Anyhow… I agree that the main concern is Zoe’s ability to get in and out of the car. I purchased both a telescoping ramp and a RuffWear harness for Peanut, just for these situations. But she does not use either. She still hops in and out with no trouble. But those may be some products worth considering for Zoe. I’ve noticed no change in Peanut’s ability to stand or move in the car while driving,so I don’t think that would effect car selection.
I would say just pick the car you like best, or that most fits your budget and needs (although I agree with Bob about the diesel). Then you could help Zoe adapt to it with a ramp, harness, or the like.
-Melanie, Peanut (tripawd), Bubba.
~*~*~ Peanut is strength, love, and happiness. ~*~*~ 11/30/03 – 12/26/09
8 December 2009
Late in this discussion but thought I'd post a reply anyway.

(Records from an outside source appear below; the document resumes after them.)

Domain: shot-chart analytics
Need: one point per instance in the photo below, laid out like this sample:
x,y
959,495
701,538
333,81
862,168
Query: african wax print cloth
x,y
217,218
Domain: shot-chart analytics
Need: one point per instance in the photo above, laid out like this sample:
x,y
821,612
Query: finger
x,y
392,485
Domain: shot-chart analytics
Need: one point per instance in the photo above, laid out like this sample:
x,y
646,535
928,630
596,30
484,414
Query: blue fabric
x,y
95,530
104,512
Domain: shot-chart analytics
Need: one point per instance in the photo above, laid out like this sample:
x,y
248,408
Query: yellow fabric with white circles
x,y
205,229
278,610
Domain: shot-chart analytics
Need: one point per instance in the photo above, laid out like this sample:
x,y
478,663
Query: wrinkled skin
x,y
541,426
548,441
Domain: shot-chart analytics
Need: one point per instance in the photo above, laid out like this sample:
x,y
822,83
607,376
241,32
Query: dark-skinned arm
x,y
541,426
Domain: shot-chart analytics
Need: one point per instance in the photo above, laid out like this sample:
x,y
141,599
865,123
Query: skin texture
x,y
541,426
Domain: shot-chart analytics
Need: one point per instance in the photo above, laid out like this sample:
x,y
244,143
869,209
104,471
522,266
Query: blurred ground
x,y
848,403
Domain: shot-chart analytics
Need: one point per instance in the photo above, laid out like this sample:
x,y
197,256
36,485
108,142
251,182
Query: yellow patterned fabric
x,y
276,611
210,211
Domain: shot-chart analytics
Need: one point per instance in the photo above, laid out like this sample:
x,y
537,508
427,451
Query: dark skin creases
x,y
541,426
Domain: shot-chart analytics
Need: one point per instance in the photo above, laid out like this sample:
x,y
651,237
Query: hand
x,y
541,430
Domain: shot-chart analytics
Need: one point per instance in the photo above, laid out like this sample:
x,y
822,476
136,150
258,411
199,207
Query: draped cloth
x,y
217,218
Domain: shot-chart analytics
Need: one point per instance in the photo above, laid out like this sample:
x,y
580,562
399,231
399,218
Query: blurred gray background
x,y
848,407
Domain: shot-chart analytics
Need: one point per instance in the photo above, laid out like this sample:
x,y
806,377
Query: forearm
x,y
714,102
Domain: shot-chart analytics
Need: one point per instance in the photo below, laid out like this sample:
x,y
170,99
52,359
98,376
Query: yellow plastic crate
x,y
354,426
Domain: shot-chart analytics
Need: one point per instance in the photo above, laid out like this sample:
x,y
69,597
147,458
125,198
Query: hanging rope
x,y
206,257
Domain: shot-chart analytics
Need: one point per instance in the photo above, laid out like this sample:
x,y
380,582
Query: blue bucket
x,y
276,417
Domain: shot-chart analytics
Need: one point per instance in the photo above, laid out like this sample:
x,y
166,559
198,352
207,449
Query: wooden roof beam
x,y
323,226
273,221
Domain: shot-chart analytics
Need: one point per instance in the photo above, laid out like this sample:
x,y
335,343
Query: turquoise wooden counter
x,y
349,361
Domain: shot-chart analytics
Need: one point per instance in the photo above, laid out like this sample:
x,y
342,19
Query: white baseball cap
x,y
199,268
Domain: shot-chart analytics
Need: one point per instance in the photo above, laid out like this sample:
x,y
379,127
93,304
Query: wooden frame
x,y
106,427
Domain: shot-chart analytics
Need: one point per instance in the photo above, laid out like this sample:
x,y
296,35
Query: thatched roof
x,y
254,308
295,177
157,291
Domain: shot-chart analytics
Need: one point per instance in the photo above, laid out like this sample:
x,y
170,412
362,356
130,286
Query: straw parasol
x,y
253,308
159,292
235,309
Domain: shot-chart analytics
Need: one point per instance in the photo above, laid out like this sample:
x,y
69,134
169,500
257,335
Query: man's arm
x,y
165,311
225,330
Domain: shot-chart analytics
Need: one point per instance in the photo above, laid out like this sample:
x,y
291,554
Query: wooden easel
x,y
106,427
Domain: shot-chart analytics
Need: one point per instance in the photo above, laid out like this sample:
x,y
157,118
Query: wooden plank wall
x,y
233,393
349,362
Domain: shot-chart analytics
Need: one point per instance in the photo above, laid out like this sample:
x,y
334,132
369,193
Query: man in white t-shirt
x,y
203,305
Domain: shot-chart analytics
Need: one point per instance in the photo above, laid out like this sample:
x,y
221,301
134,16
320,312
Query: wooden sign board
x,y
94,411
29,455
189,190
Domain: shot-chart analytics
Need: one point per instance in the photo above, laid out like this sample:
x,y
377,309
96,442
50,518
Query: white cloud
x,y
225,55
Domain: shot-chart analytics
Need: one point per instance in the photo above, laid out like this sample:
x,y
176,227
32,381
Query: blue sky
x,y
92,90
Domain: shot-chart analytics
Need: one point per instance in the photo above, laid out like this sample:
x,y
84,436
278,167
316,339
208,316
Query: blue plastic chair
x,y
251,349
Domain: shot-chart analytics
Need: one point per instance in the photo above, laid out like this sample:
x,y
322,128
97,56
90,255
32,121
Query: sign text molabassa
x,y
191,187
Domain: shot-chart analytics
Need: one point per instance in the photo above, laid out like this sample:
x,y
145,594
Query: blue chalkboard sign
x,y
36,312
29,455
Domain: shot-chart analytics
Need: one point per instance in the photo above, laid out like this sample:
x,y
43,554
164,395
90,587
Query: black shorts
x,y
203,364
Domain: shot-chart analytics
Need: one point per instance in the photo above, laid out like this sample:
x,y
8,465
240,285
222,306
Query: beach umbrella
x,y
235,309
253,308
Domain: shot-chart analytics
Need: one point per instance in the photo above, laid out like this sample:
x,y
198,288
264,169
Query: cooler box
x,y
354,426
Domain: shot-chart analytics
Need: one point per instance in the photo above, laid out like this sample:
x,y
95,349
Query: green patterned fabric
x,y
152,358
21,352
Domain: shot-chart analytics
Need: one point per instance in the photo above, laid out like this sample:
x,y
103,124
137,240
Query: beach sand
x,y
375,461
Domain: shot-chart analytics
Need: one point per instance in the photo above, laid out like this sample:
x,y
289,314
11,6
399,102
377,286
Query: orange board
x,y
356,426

I have a Honda Element – awesome doggie vehicle in that it has no rugs and large area once back seats are taken out. But that may have nothing to do w/ Tripawd life.. I purchased a telescoping ramp as well…it works well and I used it alot at first after Maggie had surgery as she was so weak due to surgery and due to her being “down” for so many months prior. Now, I use her Ruffwear harness and help her in (rear leg amputee) – she starts to jump(she has jumped in a couple times but once missed so I don't allow her to do that anymore), I hold handle and then put my arm around her waist to lift up the rear of her. Coming out is easier…hold handle of harness and take some weight off her as she jumps out.
The Element is low to the ground so I can do this…Maggie weighs 63# just as an FYI.
For my husband's Jeep, however, this doesn't work…it's far too high…we use the ramp or he picks her entire body up.
Tracy, Maggie's Mom
Maggie was amputated for soft tissue sarcoma 10-20-09
Maggie lost her battle with kidney disease on 8-24-13
11 December 2009
I’m always a huge fan of VW, they always run and are low enough to the ground that it shouldn’t be a problem for you dog. I don’t know much about the other cars you are talking about, but I have a close relative who has a Honda Element like Tracy and it would be an ideal car just as she stated. I’m actually thinking of getting one in a few months. Right now my partner and I have a 73 VW superbeetle and a Ford Ranger. Neither are the ideal dog car, although Lucky has no trouble jumping in and out of either for the time being.
Lucky Amputation 10/29/09 Adoption 12/5/09
Jedi Amputation 12/18/09 Adoption 02/04/10
"I am not afraid, I was born to do this." Joan of Arc
We just got a Honda Element (“so that Milkshake could have more sq footage” – her papa) and we LOVE the spaciousness!! It even comes in a dog-friendly version that has dog bone flooring, a ramp, travel bowls, matching leash/collar, etc.
Eco-friendly? Nooooo, we’re only ave 22 mpg (auto, 2WD)…
But!!! Take the seats out of the back and you’ve got room for a crate, bed, AND bags!!